— Господин обершарфюрер, — рапортует блоковый, — на четвертом блоке двести восемьдесят гефтлингов. Все на работе, кроме блокового, штубового и шрайбера. Особых происшествий нет.
— А кто там валяется с веревкой на шее?
— Русский. Удавился.
— Сам? — с иронией осведомляется обершарфюрер.
— Сам, — весело отвечает блоковый, попадая в тон шутке. — Лишь бы не работать. Вредят как могут. Не усмотришь.
— Вот что, — говорит обершарфюрер, — все вон, кроме тебя и тебя.
Хлопает дверь.
— Ну что ж, присядем. Поболтаем, как добрые друзья.
Это сказано мягко, почти нежно. Наступает молчание.
— Что ж получается? Ваш старый друг Мюллер вам больше не по душе? — тихо, почти грустно спрашивает голос. — А он так верил своим друзьям! Ну что же вы молчите, мои канареечки, а?
Слова падают одно за другим в жуткую тишину.
— Кто из вас написал вот это? Да, да, вот эту бумажечку? О своем верном друге Мюллере. Ну, мои канареечки?
— Господин обер… — Голос штубового сорвался.
— Слушаю тебя, мой дорогой.
Длительное молчание.
— Приказал Майер… — выдавливает из себя штубовый.
— Так это ты написал, мой цыпленочек? — удивляется мягкий голос. И с огорчением: — Как печально разочаровываться в людях.
Это сказано почти шепотом. Но каждое слово падает точно лопата земли в могилу покойника.
— Господин обершар… — пытается начать вдруг охрипший голос.
— Я твой духовник, моя душечка, и назначу тебе покаяние. Придется вернуться к старым обычаям. Ты как полагаешь, Эмиль?
Эмиль смеется грудным, низким смехом.
— Не надо… — прохрипел голос.
— А как же, мой родной? Папаша Мюллер на все согласен.
— Я… сам…
— Этим ты нас так огорчишь!
Эмиль опять смеется. Куда-то убегает и вскоре возвращается.
— Вот веревка. Крепкая.
— Эмиль, поухаживай за другом. Достань мыло. Подготовь все.
Наступает тишина. Наконец голос Эмиля из умывальной:
— Готово. Иди!
— Прощай, дорогуша, — с грустью произносит обершарфюрер. — Буду ждать полчаса. Порядок должен быть, правда? А я люблю аккуратность.
Спотыкаясь о нары, штубовый уходит. Закрывается дверь умывальной.
— Эмиль! — говорит обершарфюрер деловым тоном. — Проверишь через полчаса и сообщишь. Понятно?

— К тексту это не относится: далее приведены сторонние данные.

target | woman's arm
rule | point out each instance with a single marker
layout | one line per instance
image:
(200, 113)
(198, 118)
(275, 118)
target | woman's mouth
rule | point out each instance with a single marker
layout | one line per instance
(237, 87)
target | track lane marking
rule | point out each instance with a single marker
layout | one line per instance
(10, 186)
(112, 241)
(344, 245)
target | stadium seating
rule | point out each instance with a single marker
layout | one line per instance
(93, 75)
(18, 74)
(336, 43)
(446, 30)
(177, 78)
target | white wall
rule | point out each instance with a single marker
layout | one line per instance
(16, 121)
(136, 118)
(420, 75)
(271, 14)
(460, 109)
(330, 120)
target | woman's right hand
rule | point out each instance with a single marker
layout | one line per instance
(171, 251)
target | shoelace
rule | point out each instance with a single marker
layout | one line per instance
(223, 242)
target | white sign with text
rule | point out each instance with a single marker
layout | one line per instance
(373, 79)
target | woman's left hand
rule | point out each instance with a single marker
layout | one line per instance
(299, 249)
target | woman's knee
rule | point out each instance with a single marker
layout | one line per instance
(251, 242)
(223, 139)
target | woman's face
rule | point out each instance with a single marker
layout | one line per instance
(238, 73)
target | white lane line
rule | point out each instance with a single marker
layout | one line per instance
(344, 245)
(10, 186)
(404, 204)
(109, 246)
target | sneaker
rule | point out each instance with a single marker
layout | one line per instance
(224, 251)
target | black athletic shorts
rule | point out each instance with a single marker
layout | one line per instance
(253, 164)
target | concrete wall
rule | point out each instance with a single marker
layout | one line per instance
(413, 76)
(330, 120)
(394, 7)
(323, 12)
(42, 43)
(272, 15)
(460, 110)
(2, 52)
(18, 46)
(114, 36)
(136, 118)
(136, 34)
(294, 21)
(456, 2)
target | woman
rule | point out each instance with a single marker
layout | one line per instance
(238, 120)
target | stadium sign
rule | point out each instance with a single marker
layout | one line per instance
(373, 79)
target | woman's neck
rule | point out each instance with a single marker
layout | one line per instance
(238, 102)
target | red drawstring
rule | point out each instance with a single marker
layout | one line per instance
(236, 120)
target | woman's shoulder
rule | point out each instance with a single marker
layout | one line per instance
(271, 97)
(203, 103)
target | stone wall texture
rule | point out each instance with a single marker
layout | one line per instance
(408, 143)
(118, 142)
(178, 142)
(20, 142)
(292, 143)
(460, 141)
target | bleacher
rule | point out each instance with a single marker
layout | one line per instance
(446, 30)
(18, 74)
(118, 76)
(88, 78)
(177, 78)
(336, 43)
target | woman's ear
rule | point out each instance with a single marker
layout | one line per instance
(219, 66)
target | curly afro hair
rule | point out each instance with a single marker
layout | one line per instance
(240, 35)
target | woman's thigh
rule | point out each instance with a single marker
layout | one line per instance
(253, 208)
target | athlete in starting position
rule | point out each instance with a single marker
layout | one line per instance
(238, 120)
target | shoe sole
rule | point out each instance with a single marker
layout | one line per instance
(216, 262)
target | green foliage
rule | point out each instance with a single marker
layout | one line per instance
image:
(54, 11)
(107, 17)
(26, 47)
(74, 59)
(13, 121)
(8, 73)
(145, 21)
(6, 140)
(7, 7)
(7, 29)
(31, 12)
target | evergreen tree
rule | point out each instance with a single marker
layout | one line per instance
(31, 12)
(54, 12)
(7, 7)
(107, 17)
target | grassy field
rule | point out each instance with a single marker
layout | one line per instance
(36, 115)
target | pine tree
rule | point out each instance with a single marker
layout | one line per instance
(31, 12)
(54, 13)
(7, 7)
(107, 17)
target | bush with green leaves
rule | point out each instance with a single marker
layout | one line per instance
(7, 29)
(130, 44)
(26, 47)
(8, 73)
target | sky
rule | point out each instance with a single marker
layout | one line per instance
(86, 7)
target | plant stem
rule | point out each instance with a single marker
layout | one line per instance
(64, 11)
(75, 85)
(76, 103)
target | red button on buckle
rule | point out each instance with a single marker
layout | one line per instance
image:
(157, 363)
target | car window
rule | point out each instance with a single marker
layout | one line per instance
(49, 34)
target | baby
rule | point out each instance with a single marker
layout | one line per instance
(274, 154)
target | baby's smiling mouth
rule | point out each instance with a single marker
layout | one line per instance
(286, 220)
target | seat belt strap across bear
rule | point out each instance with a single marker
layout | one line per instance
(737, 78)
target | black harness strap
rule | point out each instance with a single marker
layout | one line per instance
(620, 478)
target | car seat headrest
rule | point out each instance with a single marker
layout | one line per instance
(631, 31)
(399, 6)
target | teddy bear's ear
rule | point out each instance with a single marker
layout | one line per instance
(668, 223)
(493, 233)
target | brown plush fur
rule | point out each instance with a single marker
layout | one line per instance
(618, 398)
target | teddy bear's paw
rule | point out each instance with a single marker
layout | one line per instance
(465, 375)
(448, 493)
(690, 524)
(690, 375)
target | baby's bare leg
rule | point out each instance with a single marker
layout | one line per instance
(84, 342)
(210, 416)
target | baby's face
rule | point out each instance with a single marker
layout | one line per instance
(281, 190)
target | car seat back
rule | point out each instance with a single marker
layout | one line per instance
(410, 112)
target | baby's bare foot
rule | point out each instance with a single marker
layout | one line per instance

— Так точно, герр обершарфюрер!
Хлопнула входная дверь. Ровно через полчаса в просвете между нарами проехал на поводке второй труп. Потяжелее, упитаннее. Но так же откинута набок голова с «дорожкой для вшей».
Гимн Штуттгофа я выучил вечером, стоя на коленях во дворе лагеря. В строю гефтлингов четвертого блока.
Темнеет. На лиловом небе догорает закат. В сумерках белеют «дорожки для вшей» на склоненных головах. Шумят сосны и медленными, размеренными волнами звучит гимн Штуттгофа:
Зашло солнце — мы поем.
Зажглись прожектора — мы поем.
Мы будем петь и стоять на коленях, пока не поймают беглецов. Свора спущена, черные рыцари на охоте. Беглецы не уйдут. Море, Висла и ее рукава ограничивают большой треугольник, из него выхода нет. А мы будем ждать, пока принесут в лагерь бежавших. Порядок должен быть!
Прерывая пение, с крыши сияющего огнями замка СС зазвенела труба.
Слышится лай собак. С факелами в руках в лагерь входят черные охотники. Впереди невысокий человек в кожаной куртке. У его ног черная овчарка. За ним несут затравленных беглецов. Их руки и ноги связаны и продеты на палки. В ритм шагов болтаются головы, свисают клочья полосатой одежды.
— Выше головы!
Поднимаем головы. Непокорных рабов проносят перед нами.
Первую ночь я провел не на четвертом блоке, а в «бункере».
За мной пришел проминент и кратко сказал блоковому, указывая на меня: «В бункер!»
Вместо объяснений проминент обвел пальцем вокруг шеи, потом показал мне жестом, куда идти.
Тусклая лампочка освещает одиночную камеру в бункере. Чистый цементный пол, аккуратно покрашенная дверь с глазком, тщательно вымытые доски нар. Решетчатое окно под потолком. Где-то за стенами бункера скребутся и лают собаки, возбужденные недавней охотой.
Лежу на нарах и машинально читаю надписи на стенах. Почему-то запомнились три из них: «Dear old England, help us!»
«Дорогая старая Англия, помоги нам!» — написано по-английски. «Козловский — кат», «Когда капуста, в брюхе пусто. Грохувка завтра».